According to a video produced by the Russian Ministry of Defence, an RS-28 missile has been test-launched that can reach anywhere in the world and can carry as many as ten nuclear warheads at a time.
The new RS-28 Sarmat missile was designed to replace the SS-18 Satan missile that was developed in the Soviet period.
The RS-28 is a liquid-fuelled, superheavy thermonuclear armed intercontinental ballistic missile (ICBM) with a capacity to reach almost anywhere on planet Earth and will boast the requisite firepower to destroy an area 'the size of Texas or France', reports the Daily Mail.

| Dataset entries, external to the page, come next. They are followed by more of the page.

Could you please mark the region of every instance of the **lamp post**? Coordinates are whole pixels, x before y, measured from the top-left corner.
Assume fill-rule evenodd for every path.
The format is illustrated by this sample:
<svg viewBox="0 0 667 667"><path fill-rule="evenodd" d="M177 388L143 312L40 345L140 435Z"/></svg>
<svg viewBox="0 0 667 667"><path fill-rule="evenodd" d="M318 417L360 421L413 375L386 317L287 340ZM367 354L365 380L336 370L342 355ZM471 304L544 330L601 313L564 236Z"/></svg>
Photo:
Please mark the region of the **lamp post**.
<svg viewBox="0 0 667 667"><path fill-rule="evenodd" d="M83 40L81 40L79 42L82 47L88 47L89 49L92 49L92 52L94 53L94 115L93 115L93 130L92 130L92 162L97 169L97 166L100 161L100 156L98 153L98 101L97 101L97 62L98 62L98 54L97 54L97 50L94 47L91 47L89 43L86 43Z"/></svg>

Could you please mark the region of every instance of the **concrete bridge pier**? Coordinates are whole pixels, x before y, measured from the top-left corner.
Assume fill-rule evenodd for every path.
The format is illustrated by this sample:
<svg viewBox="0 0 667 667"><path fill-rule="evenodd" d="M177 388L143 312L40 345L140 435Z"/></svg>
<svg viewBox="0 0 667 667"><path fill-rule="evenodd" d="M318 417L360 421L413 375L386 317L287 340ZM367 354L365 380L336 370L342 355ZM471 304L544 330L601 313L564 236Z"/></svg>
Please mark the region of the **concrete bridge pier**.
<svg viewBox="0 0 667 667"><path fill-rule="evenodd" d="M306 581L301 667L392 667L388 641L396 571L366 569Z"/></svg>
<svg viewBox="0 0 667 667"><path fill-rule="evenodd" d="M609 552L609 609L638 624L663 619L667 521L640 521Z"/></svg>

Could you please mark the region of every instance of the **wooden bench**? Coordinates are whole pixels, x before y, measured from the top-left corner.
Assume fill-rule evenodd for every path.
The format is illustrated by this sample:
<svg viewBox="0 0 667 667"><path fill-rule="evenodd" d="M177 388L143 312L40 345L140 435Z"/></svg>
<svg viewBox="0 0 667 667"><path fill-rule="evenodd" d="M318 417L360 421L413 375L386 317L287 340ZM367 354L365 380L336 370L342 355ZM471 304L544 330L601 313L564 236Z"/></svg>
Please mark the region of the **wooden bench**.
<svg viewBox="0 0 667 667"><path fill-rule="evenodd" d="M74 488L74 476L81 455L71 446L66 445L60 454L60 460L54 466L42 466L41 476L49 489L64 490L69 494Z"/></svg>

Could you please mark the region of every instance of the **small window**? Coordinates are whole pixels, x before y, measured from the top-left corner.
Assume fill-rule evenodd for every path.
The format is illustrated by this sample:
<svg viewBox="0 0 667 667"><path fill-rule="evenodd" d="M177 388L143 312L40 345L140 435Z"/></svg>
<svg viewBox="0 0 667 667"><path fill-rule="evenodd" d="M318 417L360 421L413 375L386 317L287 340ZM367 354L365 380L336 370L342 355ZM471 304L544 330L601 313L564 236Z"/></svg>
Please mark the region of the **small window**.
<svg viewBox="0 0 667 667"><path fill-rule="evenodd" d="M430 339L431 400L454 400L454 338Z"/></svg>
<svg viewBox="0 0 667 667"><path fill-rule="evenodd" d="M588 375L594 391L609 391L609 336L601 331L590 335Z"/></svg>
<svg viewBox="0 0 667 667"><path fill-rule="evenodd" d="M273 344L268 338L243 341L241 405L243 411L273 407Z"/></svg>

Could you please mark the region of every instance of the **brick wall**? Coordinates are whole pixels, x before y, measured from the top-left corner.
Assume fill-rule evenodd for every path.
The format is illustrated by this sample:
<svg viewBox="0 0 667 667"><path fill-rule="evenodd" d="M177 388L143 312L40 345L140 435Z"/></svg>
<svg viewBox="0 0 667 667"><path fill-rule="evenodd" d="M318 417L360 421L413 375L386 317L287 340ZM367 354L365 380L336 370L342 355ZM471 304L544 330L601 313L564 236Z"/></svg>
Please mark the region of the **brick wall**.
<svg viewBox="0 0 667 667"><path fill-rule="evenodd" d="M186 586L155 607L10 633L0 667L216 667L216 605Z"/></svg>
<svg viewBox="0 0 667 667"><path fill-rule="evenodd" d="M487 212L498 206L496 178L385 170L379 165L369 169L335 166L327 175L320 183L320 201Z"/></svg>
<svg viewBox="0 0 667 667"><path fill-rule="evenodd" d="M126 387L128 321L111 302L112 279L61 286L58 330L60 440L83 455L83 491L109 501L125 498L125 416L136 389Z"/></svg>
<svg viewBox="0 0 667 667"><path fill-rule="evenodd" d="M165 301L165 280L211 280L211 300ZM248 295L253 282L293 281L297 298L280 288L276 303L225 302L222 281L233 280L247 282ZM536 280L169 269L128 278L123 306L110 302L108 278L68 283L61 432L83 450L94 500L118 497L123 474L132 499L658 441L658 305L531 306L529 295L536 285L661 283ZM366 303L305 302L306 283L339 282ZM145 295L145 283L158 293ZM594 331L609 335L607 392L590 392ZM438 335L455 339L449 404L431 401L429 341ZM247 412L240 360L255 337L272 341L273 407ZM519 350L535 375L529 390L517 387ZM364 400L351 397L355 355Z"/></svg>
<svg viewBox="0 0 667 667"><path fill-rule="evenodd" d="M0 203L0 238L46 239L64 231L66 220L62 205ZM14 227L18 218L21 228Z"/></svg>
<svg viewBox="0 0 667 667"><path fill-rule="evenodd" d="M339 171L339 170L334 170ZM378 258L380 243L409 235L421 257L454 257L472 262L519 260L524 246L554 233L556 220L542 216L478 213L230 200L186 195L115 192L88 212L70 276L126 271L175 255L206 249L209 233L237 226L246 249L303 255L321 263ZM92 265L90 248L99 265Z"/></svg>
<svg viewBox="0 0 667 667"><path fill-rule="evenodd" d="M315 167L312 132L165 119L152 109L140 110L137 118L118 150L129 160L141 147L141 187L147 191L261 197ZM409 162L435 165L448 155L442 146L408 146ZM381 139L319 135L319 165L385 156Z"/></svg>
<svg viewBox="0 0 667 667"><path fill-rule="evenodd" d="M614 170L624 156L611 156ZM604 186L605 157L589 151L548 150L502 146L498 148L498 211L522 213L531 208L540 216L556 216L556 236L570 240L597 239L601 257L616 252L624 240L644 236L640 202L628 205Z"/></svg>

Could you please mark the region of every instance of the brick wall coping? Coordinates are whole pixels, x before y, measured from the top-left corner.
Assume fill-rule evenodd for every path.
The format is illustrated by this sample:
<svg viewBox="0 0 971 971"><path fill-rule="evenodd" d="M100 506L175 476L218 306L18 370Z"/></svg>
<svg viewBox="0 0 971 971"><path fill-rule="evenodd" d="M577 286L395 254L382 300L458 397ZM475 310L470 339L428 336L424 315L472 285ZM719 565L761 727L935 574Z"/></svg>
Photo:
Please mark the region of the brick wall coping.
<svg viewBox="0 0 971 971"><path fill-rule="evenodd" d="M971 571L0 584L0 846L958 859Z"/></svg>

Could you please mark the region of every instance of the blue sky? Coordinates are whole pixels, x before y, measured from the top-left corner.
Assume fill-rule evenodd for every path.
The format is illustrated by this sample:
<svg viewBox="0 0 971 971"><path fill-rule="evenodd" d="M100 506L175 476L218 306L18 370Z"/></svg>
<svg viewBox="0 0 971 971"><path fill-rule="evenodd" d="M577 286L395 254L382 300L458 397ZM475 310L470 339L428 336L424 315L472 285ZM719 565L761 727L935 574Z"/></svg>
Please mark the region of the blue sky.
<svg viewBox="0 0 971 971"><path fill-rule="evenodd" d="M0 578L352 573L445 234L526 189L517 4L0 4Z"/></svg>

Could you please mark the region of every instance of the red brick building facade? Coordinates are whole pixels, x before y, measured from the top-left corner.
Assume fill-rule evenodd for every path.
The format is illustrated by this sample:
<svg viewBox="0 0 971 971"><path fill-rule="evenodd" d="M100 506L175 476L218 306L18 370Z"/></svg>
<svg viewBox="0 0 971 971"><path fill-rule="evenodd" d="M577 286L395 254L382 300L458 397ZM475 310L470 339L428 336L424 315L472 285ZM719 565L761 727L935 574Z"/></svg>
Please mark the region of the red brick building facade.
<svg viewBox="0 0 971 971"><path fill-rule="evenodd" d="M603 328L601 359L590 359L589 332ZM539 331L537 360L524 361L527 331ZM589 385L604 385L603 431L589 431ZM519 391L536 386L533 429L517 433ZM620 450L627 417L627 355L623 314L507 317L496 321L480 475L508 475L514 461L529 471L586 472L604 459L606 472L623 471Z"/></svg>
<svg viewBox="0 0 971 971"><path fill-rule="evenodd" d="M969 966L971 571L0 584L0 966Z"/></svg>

Russia also says that their new missile has the capability to carry more nuclear warheads than any other missile currently in operation. Putin already has in development the Avangard hypersonic glider at his disposal, which travels at 20 times the speed of sound and is functionally unstoppable.
Both the Avangard and the Sarmat will be available for use within the next two years, with 2020 the slated date for operation.
"The missile's uniquely cross-functional combat platform allows the use of all types of individually targeted warheads, including ones which are still on the drawing board," said Russia's Strategic Missile Forces Commander, Colonel General Sergei Karatayev, to Sputnik News, a news website linked to the Russian state.
"The new missile is able to engage long-distance targets with multiple flight trajectories as its onboard flight control system ensures pinpoint accuracy."
Karatayev said that the new missile "allows the use of all types of individually targeted warheads, including those still on the drawing board."
While Russia is expanding capacity to attack from the air, Karatayev also spoke last month about the growth of their naval armoury.
The Poseidon system has been in development for several years and, when complete, will give Russia a fleet of drone submarines with what is essentially a nuclear-capable torpedo.
"Unique characteristics of the Poseidon system will help the Navy to successfully combat aircraft carriers and strike groups of a potential adversary in any oceanic theatre of war and destroy shore infrastructure facilities," said Chief Analyst of the General Staff Admiral Igor Katasonov.
Russia's military capability has grown significantly in recent years.
During the collapse of the Soviet Union, many of the military institutions of the state were held in regions that became new, independent states, effectively stranding Russian military equipment in foreign countries.
Meanwhile, in the 1990s, Russia engaged in a devastating war in Chechnya that laid bare the failings of the military.
Now, more and more money is being invested in military hardware and software, with results currently beginning to show for the Russian state.